Thread: Converting an ASCII database to an UTF-8 database

Converting an ASCII database to an UTF-8 database

From
kishore.sainath@gmail.com
Date:
Hi All,

I have a database in PostgreSQL which is ASCII.
Due to some internationalization issues, I need to convert the database
to the UTF-8 format.

So my question is:
How do I convert a database in the ASCII format into one of the UTF-8
format?

Thanks in advance
- Kishore


Re: Converting an ASCII database to an UTF-8 database

From
Ragnar
Date:
On fös, 2006-02-17 at 05:21 -0800, kishore.sainath@gmail.com wrote:
> Hi All,
>
> I have a database in PostgreSQL which is ASCII.
> Due to some internationalization issues, I need to convert the database
> to the UTF-8 format.
>
> So my question is:
> How do I convert a database in the ASCII format into one of the UTF-8
> format?

using pg_dump ?

gnari



Re: Converting an ASCII database to an UTF-8 database

From
Peter Eisentraut
Date:
kishore.sainath@gmail.com wrote:
> How do I convert a database in the ASCII format into one of the UTF-8
> format?

ASCII is a subset of UTF-8, so you don't need to do anything.  Just
change the encoding entry in the pg_database table.  Of course, using
pg_dump would be the official way to convert a database between any two
encodings.

--
Peter Eisentraut
http://developer.postgresql.org/~petere/

Re: Converting an ASCII database to an UTF-8 database

From
Ragnar
Date:
On fös, 2006-02-17 at 22:38 +0100, Peter Eisentraut wrote:
> kishore.sainath@gmail.com wrote:
> > How do I convert a database in the ASCII format into one of the UTF-8
> > format?
>
> ASCII is a subset of UTF-8, so you don't need to do anything.  Just
> change the encoding entry in the pg_database table.  Of course, using
> pg_dump would be the official way to convert a database between any two
> encodings.

This will only work correctly if the database
definitely does not contain non-ASCII characters.

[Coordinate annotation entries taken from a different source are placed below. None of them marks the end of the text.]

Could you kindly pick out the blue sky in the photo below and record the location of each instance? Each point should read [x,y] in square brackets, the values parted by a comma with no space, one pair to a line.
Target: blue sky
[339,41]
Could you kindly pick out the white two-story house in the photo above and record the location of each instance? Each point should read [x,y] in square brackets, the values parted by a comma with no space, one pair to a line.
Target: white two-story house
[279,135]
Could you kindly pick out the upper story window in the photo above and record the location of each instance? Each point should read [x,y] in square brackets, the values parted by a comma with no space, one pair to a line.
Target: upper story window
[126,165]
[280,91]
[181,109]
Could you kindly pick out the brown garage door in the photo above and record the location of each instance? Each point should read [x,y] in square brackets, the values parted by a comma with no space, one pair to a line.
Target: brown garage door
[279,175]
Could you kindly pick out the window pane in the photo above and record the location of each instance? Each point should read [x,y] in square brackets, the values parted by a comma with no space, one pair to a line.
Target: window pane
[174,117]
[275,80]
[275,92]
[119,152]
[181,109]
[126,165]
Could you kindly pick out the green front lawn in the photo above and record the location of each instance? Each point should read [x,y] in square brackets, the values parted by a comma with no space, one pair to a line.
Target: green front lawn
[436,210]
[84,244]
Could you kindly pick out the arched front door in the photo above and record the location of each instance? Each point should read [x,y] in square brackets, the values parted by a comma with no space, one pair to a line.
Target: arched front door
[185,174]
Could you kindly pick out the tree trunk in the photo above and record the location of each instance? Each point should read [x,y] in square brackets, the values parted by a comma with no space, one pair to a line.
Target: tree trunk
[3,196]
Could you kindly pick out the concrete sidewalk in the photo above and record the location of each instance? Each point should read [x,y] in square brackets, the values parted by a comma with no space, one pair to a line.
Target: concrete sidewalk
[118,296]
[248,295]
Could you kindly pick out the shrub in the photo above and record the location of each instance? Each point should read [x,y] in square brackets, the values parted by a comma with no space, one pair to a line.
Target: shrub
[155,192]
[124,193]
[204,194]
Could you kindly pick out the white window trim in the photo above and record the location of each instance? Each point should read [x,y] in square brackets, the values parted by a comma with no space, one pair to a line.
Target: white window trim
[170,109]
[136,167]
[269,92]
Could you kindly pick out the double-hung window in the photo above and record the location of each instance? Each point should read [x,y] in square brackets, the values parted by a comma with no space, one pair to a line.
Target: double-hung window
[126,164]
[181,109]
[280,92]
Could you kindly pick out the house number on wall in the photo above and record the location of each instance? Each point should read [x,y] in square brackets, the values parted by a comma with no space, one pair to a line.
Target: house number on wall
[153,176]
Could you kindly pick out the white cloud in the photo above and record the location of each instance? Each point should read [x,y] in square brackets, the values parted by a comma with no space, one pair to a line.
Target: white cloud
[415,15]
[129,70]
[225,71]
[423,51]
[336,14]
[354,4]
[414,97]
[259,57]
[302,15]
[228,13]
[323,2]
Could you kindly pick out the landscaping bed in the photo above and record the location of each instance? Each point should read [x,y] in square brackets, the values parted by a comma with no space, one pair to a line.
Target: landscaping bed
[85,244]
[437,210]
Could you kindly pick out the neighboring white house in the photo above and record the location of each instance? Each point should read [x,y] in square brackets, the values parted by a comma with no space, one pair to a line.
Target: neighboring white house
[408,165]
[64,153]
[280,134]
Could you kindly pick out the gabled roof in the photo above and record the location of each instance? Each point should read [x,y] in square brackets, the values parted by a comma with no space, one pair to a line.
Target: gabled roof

Assuming by ASCII format we mean that the database was
created SQL_ASCII, then it is possible that it contains
invalid UTF-8 characters, as SQL_ASCII is a 8 bit
encoding.

consider:

template1=# create database test with encoding='SQL_ASCII';
CREATE DATABASE
template1=# \connect test
You are now connected to database "test".
test=# create table a (x text);
CREATE TABLE
test=# insert into a values ('á');
INSERT 33304378 1
test=# select * from a;
 x
---
 á
(1 row)

test=# update pg_database set encoding =
pg_catalog.pg_char_to_encoding('UTF8') where datname='test';
UPDATE 1
test=# select * from a;
 x
---
 á
(1 row)

test=# \connect template1
You are now connected to database "template1".
template1=# \connect test
You are now connected to database "test".
test=# select * from a;
 x
---

(1 row)

test=#


gnari



Re: Converting an ASCII database to an UTF-8 database

From
Rick Gigger
Date:
I have this exact problem.  I have dumped and reloaded other
databases and set the client encoding to convert them to UTF-8 but I
have one database with values that still cause it to fail, even if I
specify that the client encoding is SQL_ASCII.  How do I fix that?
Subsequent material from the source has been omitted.